Now, in Shafer’s office, Exley felt different, more engaged. Shafer was her rock at the agency. He’d hardly changed in all the years she’d known him. He was rumpled, energetic, a bad dresser and messy eater, but most of all brilliant, sometimes too brilliant. For years, she’d wondered if Shafer deliberately played up his eccentricities to add to his mystique as an absentminded genius. Today, for example, a big coffee stain covered his right shirt cuff. Could he really have done that accidentally?

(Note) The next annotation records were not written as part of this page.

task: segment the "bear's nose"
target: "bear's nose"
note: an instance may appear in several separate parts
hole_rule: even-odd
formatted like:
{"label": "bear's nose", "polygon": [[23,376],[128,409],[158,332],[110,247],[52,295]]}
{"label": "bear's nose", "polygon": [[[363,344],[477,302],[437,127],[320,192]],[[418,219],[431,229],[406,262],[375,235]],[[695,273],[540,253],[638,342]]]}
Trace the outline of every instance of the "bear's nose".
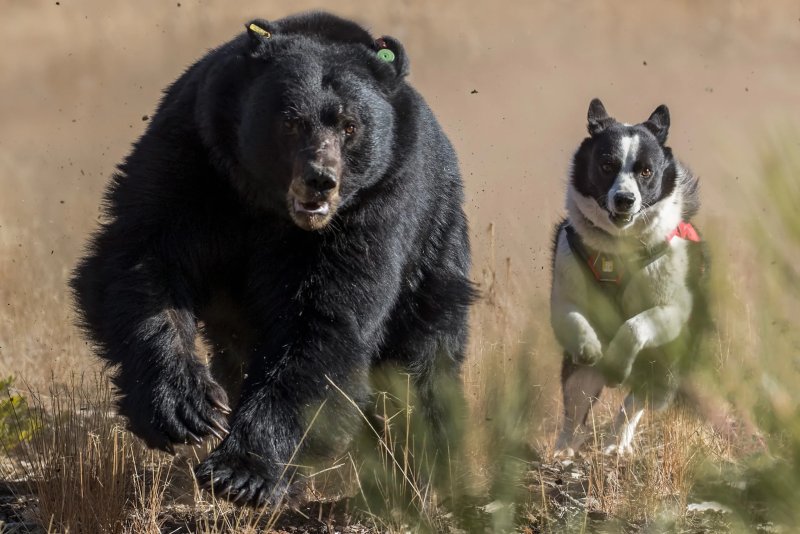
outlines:
{"label": "bear's nose", "polygon": [[338,180],[331,169],[312,164],[303,173],[303,183],[315,192],[327,193],[336,187]]}
{"label": "bear's nose", "polygon": [[630,191],[620,191],[614,195],[614,205],[617,209],[629,210],[633,207],[634,202],[636,202],[636,195]]}

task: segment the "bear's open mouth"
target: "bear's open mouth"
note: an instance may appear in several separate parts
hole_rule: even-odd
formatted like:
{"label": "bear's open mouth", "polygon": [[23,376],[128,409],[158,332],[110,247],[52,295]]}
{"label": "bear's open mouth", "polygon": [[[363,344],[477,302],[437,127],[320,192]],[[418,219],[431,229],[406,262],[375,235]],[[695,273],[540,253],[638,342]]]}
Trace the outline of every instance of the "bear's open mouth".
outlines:
{"label": "bear's open mouth", "polygon": [[301,202],[296,198],[294,199],[294,211],[298,213],[306,213],[308,215],[327,215],[330,209],[330,203],[324,200]]}

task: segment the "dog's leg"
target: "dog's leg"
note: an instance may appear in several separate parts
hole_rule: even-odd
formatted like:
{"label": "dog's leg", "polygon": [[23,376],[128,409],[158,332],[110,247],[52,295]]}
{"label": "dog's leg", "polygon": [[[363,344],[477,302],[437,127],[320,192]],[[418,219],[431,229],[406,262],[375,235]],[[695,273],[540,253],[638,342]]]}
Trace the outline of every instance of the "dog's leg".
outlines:
{"label": "dog's leg", "polygon": [[666,380],[658,384],[653,391],[645,393],[641,388],[631,391],[614,420],[614,443],[605,447],[605,454],[627,455],[633,453],[633,438],[636,428],[644,415],[645,408],[654,412],[666,410],[675,398],[676,384]]}
{"label": "dog's leg", "polygon": [[644,396],[631,392],[614,420],[614,443],[603,449],[605,454],[626,455],[633,452],[633,437],[644,415]]}
{"label": "dog's leg", "polygon": [[564,355],[561,369],[564,427],[556,440],[557,455],[572,456],[591,436],[592,428],[587,420],[604,384],[603,375],[596,368],[572,363],[572,358]]}

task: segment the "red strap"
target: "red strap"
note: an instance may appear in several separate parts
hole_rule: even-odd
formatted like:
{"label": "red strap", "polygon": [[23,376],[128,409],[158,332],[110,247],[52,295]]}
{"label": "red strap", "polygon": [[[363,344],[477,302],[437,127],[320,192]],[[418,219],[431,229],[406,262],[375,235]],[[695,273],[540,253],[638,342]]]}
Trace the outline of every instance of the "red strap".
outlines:
{"label": "red strap", "polygon": [[678,227],[667,235],[667,242],[669,243],[672,241],[673,237],[680,237],[681,239],[686,239],[687,241],[700,241],[700,236],[697,234],[697,230],[694,229],[694,226],[692,226],[691,223],[687,223],[686,221],[681,221],[678,224]]}

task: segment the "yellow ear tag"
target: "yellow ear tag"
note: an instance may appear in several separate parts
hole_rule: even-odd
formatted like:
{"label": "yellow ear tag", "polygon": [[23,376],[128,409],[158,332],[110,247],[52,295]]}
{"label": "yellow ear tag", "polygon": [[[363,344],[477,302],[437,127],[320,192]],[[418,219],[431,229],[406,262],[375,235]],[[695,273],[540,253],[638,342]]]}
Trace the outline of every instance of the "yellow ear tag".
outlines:
{"label": "yellow ear tag", "polygon": [[265,39],[269,39],[270,37],[272,37],[272,34],[269,33],[267,30],[265,30],[264,28],[262,28],[261,26],[256,26],[255,24],[250,24],[250,26],[248,26],[248,29],[250,31],[254,32],[254,33],[259,34],[260,36],[264,37]]}

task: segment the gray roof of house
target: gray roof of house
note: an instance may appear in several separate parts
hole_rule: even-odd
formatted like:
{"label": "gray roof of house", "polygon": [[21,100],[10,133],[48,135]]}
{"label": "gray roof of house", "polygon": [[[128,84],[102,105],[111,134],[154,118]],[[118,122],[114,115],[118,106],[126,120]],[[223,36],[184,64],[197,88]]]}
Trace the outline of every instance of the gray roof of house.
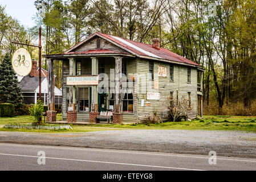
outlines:
{"label": "gray roof of house", "polygon": [[[41,82],[46,77],[42,77]],[[25,76],[21,80],[19,84],[19,87],[21,88],[22,90],[35,90],[39,86],[39,77],[31,77],[29,76]]]}

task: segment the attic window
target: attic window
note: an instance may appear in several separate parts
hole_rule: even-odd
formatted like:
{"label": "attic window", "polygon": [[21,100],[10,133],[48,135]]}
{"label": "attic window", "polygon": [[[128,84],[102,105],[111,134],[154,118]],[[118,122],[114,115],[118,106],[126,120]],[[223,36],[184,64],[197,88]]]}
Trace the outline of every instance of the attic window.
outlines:
{"label": "attic window", "polygon": [[97,39],[96,46],[96,48],[100,48],[101,47],[101,44],[100,44],[100,39]]}

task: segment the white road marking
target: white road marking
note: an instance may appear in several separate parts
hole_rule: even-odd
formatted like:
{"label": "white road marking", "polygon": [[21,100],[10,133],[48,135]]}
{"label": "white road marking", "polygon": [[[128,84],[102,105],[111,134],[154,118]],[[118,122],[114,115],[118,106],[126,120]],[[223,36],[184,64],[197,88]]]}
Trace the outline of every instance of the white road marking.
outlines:
{"label": "white road marking", "polygon": [[[0,154],[0,155],[15,156],[21,156],[21,157],[27,157],[27,158],[38,158],[38,157],[39,157],[38,156],[24,155],[17,155],[17,154]],[[74,161],[87,162],[92,162],[92,163],[105,163],[105,164],[120,164],[120,165],[126,165],[126,166],[135,166],[149,167],[153,167],[153,168],[167,168],[167,169],[180,169],[180,170],[188,170],[188,171],[205,171],[205,170],[201,170],[201,169],[182,168],[178,168],[178,167],[157,166],[136,164],[128,164],[128,163],[114,163],[114,162],[110,162],[97,161],[97,160],[82,160],[82,159],[56,158],[49,158],[49,157],[45,157],[45,158],[46,159],[50,159],[74,160]]]}
{"label": "white road marking", "polygon": [[[198,159],[209,159],[209,156],[207,157],[200,157],[195,156],[189,156],[189,155],[172,155],[172,154],[156,154],[156,153],[146,153],[146,152],[133,152],[133,151],[117,151],[116,150],[95,150],[95,149],[86,149],[86,148],[68,148],[67,147],[50,147],[47,146],[32,146],[32,145],[26,145],[26,144],[6,144],[1,143],[0,145],[6,145],[11,146],[19,146],[19,147],[35,147],[35,148],[55,148],[55,149],[64,149],[64,150],[83,150],[83,151],[89,151],[94,152],[115,152],[115,153],[125,153],[125,154],[143,154],[143,155],[160,155],[160,156],[168,156],[172,157],[177,157],[177,158],[198,158]],[[239,161],[239,162],[254,162],[256,163],[256,160],[243,160],[243,159],[225,159],[225,158],[218,158],[217,160],[234,160],[234,161]]]}

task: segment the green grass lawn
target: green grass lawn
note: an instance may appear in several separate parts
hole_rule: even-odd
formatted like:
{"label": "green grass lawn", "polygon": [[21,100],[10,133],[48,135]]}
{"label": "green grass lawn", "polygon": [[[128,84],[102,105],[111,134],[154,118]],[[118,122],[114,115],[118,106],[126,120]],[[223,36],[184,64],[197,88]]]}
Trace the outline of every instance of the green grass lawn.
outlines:
{"label": "green grass lawn", "polygon": [[[168,122],[159,124],[127,124],[127,125],[90,125],[72,126],[72,130],[51,131],[47,130],[7,129],[3,127],[0,131],[19,131],[30,132],[80,133],[112,130],[149,129],[149,130],[238,130],[256,133],[256,117],[205,115],[204,120],[192,121]],[[62,120],[61,114],[58,114],[57,120]],[[34,121],[31,116],[18,116],[14,118],[0,118],[0,126],[10,123],[31,123]]]}

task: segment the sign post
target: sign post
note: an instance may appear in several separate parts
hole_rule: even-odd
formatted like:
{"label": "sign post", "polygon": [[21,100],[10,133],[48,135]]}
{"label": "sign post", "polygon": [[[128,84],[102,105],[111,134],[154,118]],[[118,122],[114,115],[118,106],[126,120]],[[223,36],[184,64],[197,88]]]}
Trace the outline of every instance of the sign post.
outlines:
{"label": "sign post", "polygon": [[[42,59],[41,59],[41,56],[42,56],[41,31],[42,31],[42,28],[41,28],[41,26],[40,26],[40,27],[39,27],[39,46],[30,45],[30,44],[22,44],[22,43],[17,43],[17,42],[12,42],[13,44],[23,45],[23,46],[27,46],[35,47],[38,47],[39,49],[39,100],[41,100],[41,79],[42,79],[41,78],[42,78],[42,70],[41,70],[41,64],[42,64],[42,63],[41,63],[42,62]],[[18,49],[18,50],[19,50],[19,49]],[[26,57],[26,56],[25,56],[25,57]],[[30,57],[30,59],[31,59],[31,57]],[[32,67],[32,63],[31,64],[31,67]],[[15,71],[15,69],[14,69],[14,71]],[[30,69],[30,71],[31,71],[31,69]],[[29,73],[27,75],[29,75]],[[25,76],[26,76],[26,75],[25,75]]]}

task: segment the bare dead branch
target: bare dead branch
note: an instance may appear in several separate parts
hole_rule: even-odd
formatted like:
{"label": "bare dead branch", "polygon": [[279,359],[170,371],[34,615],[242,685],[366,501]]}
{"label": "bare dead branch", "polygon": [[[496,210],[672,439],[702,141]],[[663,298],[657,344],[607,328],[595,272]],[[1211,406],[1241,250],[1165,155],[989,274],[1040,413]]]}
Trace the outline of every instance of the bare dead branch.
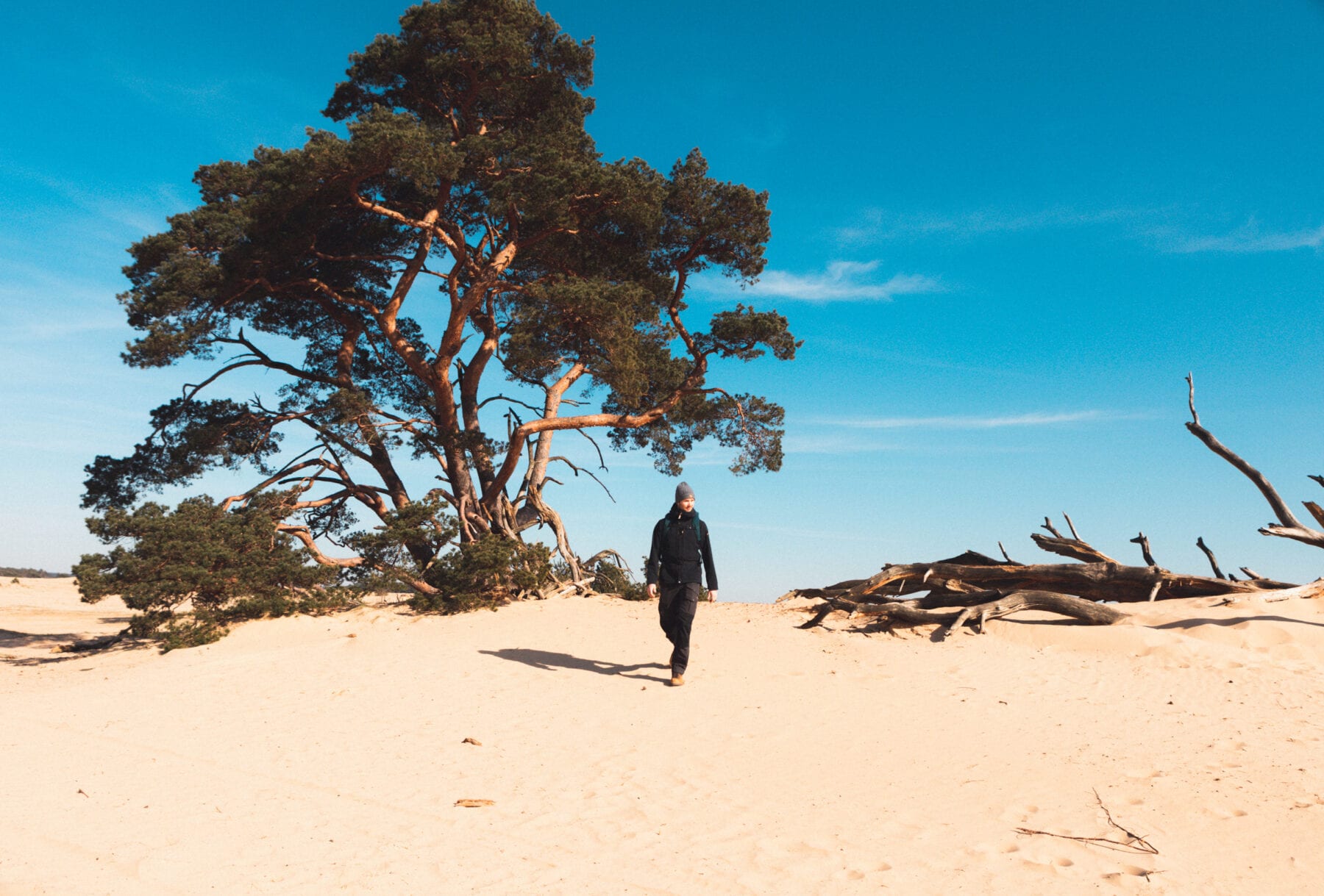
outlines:
{"label": "bare dead branch", "polygon": [[[604,482],[602,482],[601,479],[598,479],[598,478],[597,478],[597,476],[596,476],[596,475],[593,474],[593,471],[592,471],[592,470],[585,470],[584,467],[580,467],[580,466],[576,466],[576,465],[575,465],[575,463],[572,463],[572,462],[571,462],[571,461],[569,461],[568,458],[563,458],[563,457],[561,457],[561,455],[559,455],[559,454],[557,454],[556,457],[553,457],[553,458],[547,458],[547,462],[548,462],[548,463],[551,463],[552,461],[560,461],[561,463],[564,463],[565,466],[568,466],[568,467],[569,467],[571,470],[573,470],[573,471],[575,471],[575,475],[576,475],[576,476],[577,476],[579,474],[581,474],[581,472],[583,472],[583,474],[584,474],[585,476],[589,476],[589,478],[591,478],[591,479],[592,479],[593,482],[596,482],[597,484],[600,484],[600,486],[602,487],[602,491],[605,491],[605,492],[606,492],[606,496],[612,499],[612,503],[613,503],[613,504],[616,503],[616,496],[614,496],[614,495],[612,495],[612,490],[610,490],[610,488],[608,488],[608,487],[606,487],[606,483],[604,483]],[[547,479],[548,479],[548,482],[549,482],[549,480],[551,480],[551,476],[548,476]]]}
{"label": "bare dead branch", "polygon": [[1058,839],[1075,840],[1076,843],[1088,843],[1088,844],[1092,844],[1092,846],[1102,846],[1106,850],[1116,850],[1119,852],[1135,852],[1135,854],[1144,854],[1144,855],[1158,855],[1158,850],[1156,850],[1155,846],[1149,840],[1147,840],[1145,838],[1140,836],[1139,834],[1128,831],[1127,829],[1124,829],[1121,825],[1119,825],[1112,818],[1112,813],[1108,811],[1108,807],[1103,805],[1103,799],[1099,797],[1099,791],[1098,790],[1094,791],[1094,798],[1099,803],[1099,809],[1102,809],[1103,814],[1107,817],[1108,826],[1112,827],[1116,831],[1121,831],[1125,835],[1127,839],[1124,839],[1124,840],[1115,840],[1115,839],[1111,839],[1111,838],[1107,838],[1107,836],[1072,836],[1071,834],[1054,834],[1053,831],[1037,831],[1037,830],[1030,829],[1030,827],[1017,827],[1016,832],[1017,834],[1039,834],[1039,835],[1043,835],[1043,836],[1057,836]]}
{"label": "bare dead branch", "polygon": [[1223,576],[1223,570],[1218,568],[1218,559],[1214,557],[1214,552],[1209,549],[1207,544],[1205,544],[1204,536],[1196,539],[1196,547],[1204,551],[1205,556],[1209,557],[1209,565],[1214,568],[1214,578],[1227,578],[1227,576]]}
{"label": "bare dead branch", "polygon": [[1148,566],[1157,566],[1158,565],[1158,561],[1155,560],[1155,556],[1152,553],[1149,553],[1149,539],[1145,537],[1144,532],[1141,532],[1136,537],[1131,539],[1131,544],[1139,544],[1140,545],[1140,553],[1145,559],[1145,565],[1148,565]]}

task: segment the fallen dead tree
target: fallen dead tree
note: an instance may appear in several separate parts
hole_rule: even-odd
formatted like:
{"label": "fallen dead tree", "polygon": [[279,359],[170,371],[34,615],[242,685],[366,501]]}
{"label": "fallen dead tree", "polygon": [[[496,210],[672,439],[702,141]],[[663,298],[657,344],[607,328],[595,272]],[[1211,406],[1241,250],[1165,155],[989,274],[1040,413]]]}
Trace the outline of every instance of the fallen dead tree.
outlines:
{"label": "fallen dead tree", "polygon": [[[1201,442],[1214,454],[1231,463],[1250,479],[1272,508],[1278,523],[1268,523],[1263,535],[1294,539],[1324,548],[1324,532],[1301,523],[1264,475],[1250,466],[1213,433],[1201,426],[1196,413],[1196,385],[1188,375],[1192,422],[1186,424]],[[1324,486],[1324,476],[1311,476]],[[1315,502],[1303,502],[1311,515],[1324,524],[1324,511]],[[974,551],[933,562],[888,564],[869,578],[853,578],[826,588],[794,589],[777,601],[790,598],[821,600],[812,618],[802,629],[821,625],[834,611],[865,615],[891,627],[894,625],[945,625],[952,633],[968,622],[980,631],[984,622],[1025,610],[1046,610],[1084,625],[1113,625],[1127,614],[1108,604],[1158,601],[1189,597],[1259,597],[1266,601],[1324,594],[1324,578],[1305,585],[1280,582],[1241,566],[1246,576],[1223,574],[1214,552],[1204,537],[1197,547],[1209,559],[1213,577],[1173,573],[1157,564],[1149,549],[1149,539],[1139,533],[1131,539],[1140,545],[1144,566],[1128,566],[1080,539],[1075,524],[1066,516],[1071,537],[1062,535],[1049,517],[1043,527],[1049,535],[1033,533],[1030,539],[1041,549],[1079,562],[1022,564],[1012,560],[1002,549],[1002,560]]]}
{"label": "fallen dead tree", "polygon": [[[1038,539],[1037,539],[1038,541]],[[1047,540],[1046,540],[1047,541]],[[1079,539],[1039,547],[1086,553]],[[817,598],[814,615],[801,627],[812,629],[829,614],[866,615],[883,626],[945,625],[952,633],[968,622],[980,631],[984,622],[1026,610],[1045,610],[1084,625],[1113,625],[1127,613],[1110,604],[1181,597],[1256,596],[1266,600],[1324,594],[1324,580],[1294,585],[1268,578],[1206,578],[1169,572],[1161,566],[1127,566],[1116,561],[1075,564],[1001,562],[968,551],[935,562],[888,564],[869,578],[826,588],[788,592],[779,601]],[[1110,604],[1103,604],[1108,601]]]}

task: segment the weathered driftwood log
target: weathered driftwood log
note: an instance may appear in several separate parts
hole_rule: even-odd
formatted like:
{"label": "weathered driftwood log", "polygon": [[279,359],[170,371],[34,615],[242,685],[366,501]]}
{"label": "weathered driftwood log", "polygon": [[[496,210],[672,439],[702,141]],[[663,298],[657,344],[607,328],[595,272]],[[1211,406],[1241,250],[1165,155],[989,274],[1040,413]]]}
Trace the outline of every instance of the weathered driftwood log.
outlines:
{"label": "weathered driftwood log", "polygon": [[1095,604],[1094,601],[1086,601],[1079,597],[1058,594],[1054,592],[1023,590],[1012,592],[1009,594],[1000,594],[994,592],[992,594],[992,600],[989,598],[990,594],[984,592],[980,594],[980,600],[977,602],[972,602],[965,607],[925,609],[923,606],[916,606],[916,602],[911,601],[866,604],[849,601],[841,597],[831,597],[828,598],[825,607],[820,607],[820,611],[809,622],[800,627],[810,629],[820,625],[833,610],[845,610],[851,615],[871,615],[887,623],[947,625],[948,634],[960,629],[972,619],[976,622],[978,631],[984,631],[984,623],[988,619],[998,619],[1012,615],[1013,613],[1022,613],[1025,610],[1046,610],[1049,613],[1057,613],[1072,619],[1079,619],[1086,625],[1113,625],[1127,618],[1125,613],[1111,606],[1104,606],[1102,604]]}
{"label": "weathered driftwood log", "polygon": [[[788,592],[789,597],[843,597],[850,601],[915,600],[919,592],[941,588],[970,592],[997,588],[1004,590],[1046,590],[1074,594],[1098,601],[1148,601],[1172,597],[1214,597],[1250,594],[1282,588],[1291,582],[1254,580],[1233,582],[1225,578],[1181,576],[1161,566],[1123,566],[1115,562],[1031,564],[1026,566],[970,565],[955,562],[892,564],[879,573],[846,589],[804,589]],[[1153,596],[1153,598],[1151,597]]]}
{"label": "weathered driftwood log", "polygon": [[124,629],[123,631],[120,631],[118,634],[114,634],[114,635],[102,635],[99,638],[86,638],[83,641],[74,641],[74,642],[70,642],[68,645],[60,645],[52,652],[56,652],[56,654],[77,654],[77,652],[82,652],[85,650],[105,650],[106,647],[114,647],[120,641],[123,641],[126,637],[128,637],[128,629]]}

Shafer had never fit in with the agency’s buttoned-up bureaucracy. He’d been on the verge of being marginalized before Exley and Wells saved New York. Now he and Duto had reached an accommodation. Duto let him and Wells and Exley run their own shop. In return, Shafer did his best to control Wells. So far, the deal had worked for both sides, though Exley didn’t believe it would last. Shafer didn’t trust Duto, and the feeling was mutual.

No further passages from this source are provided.